Tony’s ancestors, the ancient Romans, might not have had any idea what was happening as their empire crumbled. There’s a theory that the whole thing fell apart because everyone was so turnt from the lead in their pipes. Should I follow their lead? Tell the bartender to make that motherfucker stronger? Go all night longer?
I consider it my greatest accomplishment that I’m still pursuing comedy. To be working on the same dream at 22 as I was at 12 feels like a tremendous privilege to me. I’ve always known doing comedy came at the expense of employability and earning potential, but I don’t really care. Is that a mistake? Will I wish I learned to code or weld when I’m applying for an emergency visa to Finland? Will I wish I made more money when I’m haggling for a seat on the last helicopter out of Brooklyn, as the Atlantic breaches the New York Seawall? Or will I simply go down like the violin players in Titanic, doing crowd work as the floodwaters reach my chin?

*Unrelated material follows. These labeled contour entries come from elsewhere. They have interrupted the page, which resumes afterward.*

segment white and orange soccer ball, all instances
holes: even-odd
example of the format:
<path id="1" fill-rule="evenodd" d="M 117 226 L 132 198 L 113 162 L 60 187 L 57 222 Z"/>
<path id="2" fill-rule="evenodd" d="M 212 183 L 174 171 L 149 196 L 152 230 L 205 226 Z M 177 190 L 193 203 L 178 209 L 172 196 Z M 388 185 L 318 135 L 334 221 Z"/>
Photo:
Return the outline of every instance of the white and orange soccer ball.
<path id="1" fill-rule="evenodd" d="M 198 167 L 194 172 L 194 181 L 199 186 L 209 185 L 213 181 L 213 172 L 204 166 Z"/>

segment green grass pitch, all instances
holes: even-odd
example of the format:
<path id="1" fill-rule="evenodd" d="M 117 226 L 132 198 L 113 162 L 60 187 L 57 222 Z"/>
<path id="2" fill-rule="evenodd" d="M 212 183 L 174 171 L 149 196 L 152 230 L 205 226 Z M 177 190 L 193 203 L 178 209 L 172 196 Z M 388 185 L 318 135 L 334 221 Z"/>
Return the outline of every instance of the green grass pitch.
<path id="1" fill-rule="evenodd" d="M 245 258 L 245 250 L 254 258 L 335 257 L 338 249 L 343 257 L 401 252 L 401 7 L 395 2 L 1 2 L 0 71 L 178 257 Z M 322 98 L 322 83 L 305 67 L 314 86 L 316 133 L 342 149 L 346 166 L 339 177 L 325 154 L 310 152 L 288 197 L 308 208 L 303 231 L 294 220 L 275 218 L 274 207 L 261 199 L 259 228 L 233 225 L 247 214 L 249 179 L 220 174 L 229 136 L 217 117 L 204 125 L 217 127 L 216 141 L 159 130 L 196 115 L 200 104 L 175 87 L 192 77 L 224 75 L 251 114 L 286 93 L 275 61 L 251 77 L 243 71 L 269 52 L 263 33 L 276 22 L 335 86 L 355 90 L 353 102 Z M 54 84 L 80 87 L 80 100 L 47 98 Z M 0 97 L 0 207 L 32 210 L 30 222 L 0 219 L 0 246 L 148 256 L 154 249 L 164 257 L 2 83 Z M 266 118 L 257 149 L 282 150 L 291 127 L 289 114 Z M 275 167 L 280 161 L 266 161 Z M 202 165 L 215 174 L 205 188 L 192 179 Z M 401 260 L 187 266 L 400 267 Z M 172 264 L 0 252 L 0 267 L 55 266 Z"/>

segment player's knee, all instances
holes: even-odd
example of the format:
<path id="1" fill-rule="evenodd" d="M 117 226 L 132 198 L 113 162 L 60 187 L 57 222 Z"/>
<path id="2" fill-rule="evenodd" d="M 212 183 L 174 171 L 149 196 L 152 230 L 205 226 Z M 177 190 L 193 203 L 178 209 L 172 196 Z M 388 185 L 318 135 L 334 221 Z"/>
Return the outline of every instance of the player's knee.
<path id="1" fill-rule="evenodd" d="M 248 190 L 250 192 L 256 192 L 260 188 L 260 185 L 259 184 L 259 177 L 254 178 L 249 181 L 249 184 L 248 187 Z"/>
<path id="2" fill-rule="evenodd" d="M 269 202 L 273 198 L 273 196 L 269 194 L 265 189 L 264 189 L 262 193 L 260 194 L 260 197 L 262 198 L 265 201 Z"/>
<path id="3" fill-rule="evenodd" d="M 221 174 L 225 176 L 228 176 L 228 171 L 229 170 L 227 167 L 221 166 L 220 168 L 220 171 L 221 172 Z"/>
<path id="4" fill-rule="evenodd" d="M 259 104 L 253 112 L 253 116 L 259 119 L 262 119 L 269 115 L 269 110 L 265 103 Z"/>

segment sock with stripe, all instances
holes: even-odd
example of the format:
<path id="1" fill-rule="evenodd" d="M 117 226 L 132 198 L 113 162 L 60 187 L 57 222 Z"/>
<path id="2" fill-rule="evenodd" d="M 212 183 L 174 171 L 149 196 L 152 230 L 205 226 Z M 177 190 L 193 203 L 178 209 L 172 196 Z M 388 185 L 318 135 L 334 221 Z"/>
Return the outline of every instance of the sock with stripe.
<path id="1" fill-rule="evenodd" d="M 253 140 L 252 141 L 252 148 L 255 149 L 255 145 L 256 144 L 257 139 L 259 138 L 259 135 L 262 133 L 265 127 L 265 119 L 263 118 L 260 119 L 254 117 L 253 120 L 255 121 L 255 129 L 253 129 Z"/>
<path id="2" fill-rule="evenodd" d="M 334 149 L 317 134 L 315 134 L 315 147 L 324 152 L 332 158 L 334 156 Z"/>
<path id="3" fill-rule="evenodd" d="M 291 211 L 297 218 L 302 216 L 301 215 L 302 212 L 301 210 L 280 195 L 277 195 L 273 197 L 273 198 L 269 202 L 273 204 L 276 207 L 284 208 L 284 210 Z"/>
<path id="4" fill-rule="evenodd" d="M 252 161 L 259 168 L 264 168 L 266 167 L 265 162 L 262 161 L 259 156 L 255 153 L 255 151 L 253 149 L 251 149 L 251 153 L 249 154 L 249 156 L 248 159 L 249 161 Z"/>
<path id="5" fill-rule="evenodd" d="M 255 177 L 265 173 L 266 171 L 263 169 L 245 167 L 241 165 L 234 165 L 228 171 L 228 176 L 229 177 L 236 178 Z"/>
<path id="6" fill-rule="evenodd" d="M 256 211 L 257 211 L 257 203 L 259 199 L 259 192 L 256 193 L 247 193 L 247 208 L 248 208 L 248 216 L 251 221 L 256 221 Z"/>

Professor Jem Bendall says so. In his paper “Deep Adaptation: A Map For Navigating Climate Tragedy,” he concludes that “there will be a near-term collapse in society with serious ramifications for the lives of readers.” He sees no way out of climate tragedy, and says we need to start “deep adaptation”: a complete overhaul of our lives in the face of destruction. In other words, we need to prepare for the end. Bendall says reevaluate your life, relationships, and activities. He sees impending climate tragedy as Marie Kondo on steroids, forcing us to dump anything that no longer sparks joy. The coronavirus is pointing us all to Bendall’s conclusions accidentally. People are staying home, spending time with family, baking bread, masturbating, and finding it’s better than whatever we were doing before. Bendall says keep it that way.
(Note: Reading this article in 2018 changed my thinking in the way a health class video says LSD can get stuck in your spinal fluid and keep you in a bad trip forever. Discretion is advised.)
I don’t know what the future holds. I have predictions: things will be sectarian, violent, uncomfortable, and scarce. I can say, with complete certainty, that it will be weird. But it’s not so bad yet. We’ll figure out the end of the world later. For now, I’m just here in my little boat, floating around, seeing where the water takes me. Gone fishing.